I had a couple ideas for features I'm thinking of submitting pull reqs
for, but I wanted to bring them up and maybe discuss first before
actually going and coding them up:

  1. This one's simple: A callback that gets run on every HTTP request,
    just before the normal handler specified by the UrlRouter is called.
    Useful for any common processing, such as creating a session if there
    isn't already one, timing-out an old session while "keepalive-ing"
    active sessions, logging all requests or just all requests from a
    particular user or IP, etc.
  2. Consider this: A typical http request needs to be handled with a
    fairly strict:
    1. Send headers.
    2. Send exactly one content body.

There's a lot that can accidentally go wrong there. Headers/status can
be set after some piece of content is (accidentally) sent. You can have
a codepath that accidentally forgets to send any content at all (on a
non-HEAD request). You can have a codepath that accidentally sends two
HTML pages. Etc.

Ultimately, each handler (for the most part) needs to guarantee that
for all its code paths, it produces exactly one set of headers and one
content body. To me, that suggests "return value".

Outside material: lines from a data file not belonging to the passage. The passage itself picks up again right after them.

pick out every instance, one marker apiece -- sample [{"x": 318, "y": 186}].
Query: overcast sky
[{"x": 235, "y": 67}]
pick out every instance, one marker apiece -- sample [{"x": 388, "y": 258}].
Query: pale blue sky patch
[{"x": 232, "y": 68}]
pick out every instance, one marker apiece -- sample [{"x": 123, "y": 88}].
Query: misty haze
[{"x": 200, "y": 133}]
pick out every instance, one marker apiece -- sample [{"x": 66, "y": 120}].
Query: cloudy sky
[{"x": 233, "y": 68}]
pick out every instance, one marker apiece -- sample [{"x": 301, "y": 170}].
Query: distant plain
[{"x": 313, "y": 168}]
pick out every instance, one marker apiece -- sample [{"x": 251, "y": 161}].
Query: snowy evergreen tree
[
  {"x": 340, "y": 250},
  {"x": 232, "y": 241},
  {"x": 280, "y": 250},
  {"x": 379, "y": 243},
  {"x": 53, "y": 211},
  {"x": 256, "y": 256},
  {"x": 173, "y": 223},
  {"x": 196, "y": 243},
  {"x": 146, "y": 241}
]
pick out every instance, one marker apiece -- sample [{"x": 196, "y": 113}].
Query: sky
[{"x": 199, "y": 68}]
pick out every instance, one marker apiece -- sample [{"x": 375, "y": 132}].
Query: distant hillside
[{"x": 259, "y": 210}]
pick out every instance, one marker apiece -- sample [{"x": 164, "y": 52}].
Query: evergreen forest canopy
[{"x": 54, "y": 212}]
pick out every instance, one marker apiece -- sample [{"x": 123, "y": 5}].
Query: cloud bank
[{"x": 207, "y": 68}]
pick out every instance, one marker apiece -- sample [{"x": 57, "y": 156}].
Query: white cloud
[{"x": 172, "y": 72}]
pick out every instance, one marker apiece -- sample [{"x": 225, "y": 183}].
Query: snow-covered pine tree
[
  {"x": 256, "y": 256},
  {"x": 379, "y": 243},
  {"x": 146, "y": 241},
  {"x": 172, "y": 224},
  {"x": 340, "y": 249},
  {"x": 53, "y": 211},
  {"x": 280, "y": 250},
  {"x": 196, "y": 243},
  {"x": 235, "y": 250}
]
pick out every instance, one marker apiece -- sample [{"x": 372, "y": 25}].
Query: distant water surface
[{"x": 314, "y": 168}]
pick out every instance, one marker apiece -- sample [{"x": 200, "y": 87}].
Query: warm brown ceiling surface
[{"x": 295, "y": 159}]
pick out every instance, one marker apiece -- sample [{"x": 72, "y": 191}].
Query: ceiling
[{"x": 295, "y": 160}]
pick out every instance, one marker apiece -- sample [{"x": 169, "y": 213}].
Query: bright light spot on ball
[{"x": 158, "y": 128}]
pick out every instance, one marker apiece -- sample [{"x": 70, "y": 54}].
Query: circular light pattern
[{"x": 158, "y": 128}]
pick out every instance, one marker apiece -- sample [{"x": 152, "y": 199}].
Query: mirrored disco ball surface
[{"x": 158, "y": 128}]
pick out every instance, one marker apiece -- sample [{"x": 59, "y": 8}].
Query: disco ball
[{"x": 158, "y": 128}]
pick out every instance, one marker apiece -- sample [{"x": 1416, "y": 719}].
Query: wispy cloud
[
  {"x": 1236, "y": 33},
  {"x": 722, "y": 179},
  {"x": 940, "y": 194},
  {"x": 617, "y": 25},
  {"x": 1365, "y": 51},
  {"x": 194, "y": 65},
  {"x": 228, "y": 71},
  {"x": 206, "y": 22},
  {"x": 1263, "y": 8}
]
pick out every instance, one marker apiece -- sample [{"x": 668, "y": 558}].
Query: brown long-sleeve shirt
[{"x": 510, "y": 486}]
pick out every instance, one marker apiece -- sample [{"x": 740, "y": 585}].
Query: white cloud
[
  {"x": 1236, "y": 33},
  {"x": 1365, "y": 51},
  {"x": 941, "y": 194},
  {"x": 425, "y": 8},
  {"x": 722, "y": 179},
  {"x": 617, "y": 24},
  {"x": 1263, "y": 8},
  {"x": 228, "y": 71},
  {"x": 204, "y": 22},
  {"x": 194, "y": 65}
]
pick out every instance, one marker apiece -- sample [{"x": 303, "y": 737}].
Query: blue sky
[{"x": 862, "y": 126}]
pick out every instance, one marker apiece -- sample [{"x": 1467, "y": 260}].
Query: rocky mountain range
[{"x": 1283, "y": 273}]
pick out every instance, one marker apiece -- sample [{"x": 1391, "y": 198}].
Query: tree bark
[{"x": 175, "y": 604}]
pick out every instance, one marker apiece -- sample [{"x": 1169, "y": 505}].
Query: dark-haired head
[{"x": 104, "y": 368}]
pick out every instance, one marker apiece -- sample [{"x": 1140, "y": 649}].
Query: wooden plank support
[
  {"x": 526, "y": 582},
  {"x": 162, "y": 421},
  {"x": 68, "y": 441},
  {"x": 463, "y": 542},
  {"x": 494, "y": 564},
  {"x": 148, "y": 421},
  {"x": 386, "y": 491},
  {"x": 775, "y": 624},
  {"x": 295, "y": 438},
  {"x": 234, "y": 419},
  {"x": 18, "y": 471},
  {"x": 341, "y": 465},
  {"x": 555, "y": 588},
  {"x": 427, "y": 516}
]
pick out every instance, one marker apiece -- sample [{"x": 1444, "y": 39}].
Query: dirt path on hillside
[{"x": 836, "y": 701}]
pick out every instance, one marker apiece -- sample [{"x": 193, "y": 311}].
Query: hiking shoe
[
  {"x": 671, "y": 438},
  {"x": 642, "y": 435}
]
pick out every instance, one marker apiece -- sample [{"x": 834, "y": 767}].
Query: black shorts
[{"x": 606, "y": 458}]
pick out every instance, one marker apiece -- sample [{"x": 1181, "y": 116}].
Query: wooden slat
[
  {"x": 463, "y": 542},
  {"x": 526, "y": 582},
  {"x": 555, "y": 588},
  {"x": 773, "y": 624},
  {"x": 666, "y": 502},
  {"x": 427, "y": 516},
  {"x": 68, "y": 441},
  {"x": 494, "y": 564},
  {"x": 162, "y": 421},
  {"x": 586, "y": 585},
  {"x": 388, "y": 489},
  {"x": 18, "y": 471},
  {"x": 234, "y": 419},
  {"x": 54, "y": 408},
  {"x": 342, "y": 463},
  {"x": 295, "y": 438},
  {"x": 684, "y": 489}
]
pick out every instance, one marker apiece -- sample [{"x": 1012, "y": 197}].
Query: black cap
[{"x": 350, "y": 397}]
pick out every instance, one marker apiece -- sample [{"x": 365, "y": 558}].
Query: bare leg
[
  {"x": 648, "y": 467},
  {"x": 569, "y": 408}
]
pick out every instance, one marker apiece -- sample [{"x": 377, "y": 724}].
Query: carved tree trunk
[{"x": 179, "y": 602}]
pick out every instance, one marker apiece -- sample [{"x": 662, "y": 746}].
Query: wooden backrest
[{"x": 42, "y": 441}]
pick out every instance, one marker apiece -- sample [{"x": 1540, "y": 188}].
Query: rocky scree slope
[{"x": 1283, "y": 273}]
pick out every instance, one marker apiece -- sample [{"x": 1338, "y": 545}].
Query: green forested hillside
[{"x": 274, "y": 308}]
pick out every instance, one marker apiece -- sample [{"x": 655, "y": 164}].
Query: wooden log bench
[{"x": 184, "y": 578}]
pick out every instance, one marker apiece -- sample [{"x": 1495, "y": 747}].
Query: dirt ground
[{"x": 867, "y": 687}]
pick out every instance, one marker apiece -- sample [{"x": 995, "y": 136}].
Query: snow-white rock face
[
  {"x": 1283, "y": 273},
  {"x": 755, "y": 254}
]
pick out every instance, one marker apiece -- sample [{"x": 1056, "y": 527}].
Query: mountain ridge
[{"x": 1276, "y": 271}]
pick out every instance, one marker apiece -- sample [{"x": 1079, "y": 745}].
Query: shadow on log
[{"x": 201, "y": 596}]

So I suggest this: An optional helper-handler that wraps a new type of
user-defined handler in which the user returns an HTTP result instead
of actually sending content and setting status codes directly. It would
work roughly like this:

// In user-code: //////////////////////////////////
HttpResult myHandler(HttpServerRequest req, SafeHttpServerResponse sres)
{

//res.statusCode = ...; // Error
//res.writeBody(...);   // Error

// Can't screw up by forgetting to send a response,
// or sending two responses, or sending a response
// and then changing a header/status code, etc.
//
// Also, this is much cleaner/nicer than:
// if(blah)
// {
//     httpNotFound(res);
//     return;
// }
if(blah)
    return httpNotFound();
else if(blah2)
    return httpRedirect("/url/path");

return httpOK("Hello!", "text/plain");

}

auto router = new UrlRouter();
router.get("/url/path", &safeHandler!myHandler);

// In Vibe.d: //////////////////////////////////
struct HttpResult
{

int statusCode;
string mime;
string[string] headers;

//TODO: Also support ubyte[] and InputRange.
string content;

}

HttpResult httpNotFound()
{

HttpResult r;
r.statusCode = HttpStatus.NotFound;
r.mime = "text/html";
r.content = /+...some default or user-customized page...+/;
return r;

}

HttpResult httpRedirect(string url, int status = HttpStatus.Found)
{

HttpResult r;
r.statusCode = status;
r.locationHeader = url;
r.mime = "text/plain";
r.content = "Redirect to: " ~ url;
return r;

}

HttpResult httpOK(string content, string mimeType)
{

HttpResult r;
r.statusCode = HttpStatus.OK;
r.mime = mimeType;
r.content = content;
return r;

}

final class SafeHttpServerResponse
{

// Wraps a HttpServerResponse, but
// blocks 'statusCode', 'writeBody', etc.
//
// Or maybe Response is entirely omittable?

}

void safeHandler(alias userHanderDg)(HttpServerRequest req,
HttpServerResponse res)
{

HttpResult result = userHanderDg(req, new

SafeHttpServerResponse(res));

// Send header/status/content on behalf of user's handler.
res.statusCode = result.statusCode;
res.headers = result.headers;
res.writeBody(result.content, result.mime);

}

I'm already doing more-or-less that in my own Vibe.d apps, but I think
it would be a good thing to have in Vibe.d proper. Your thoughts?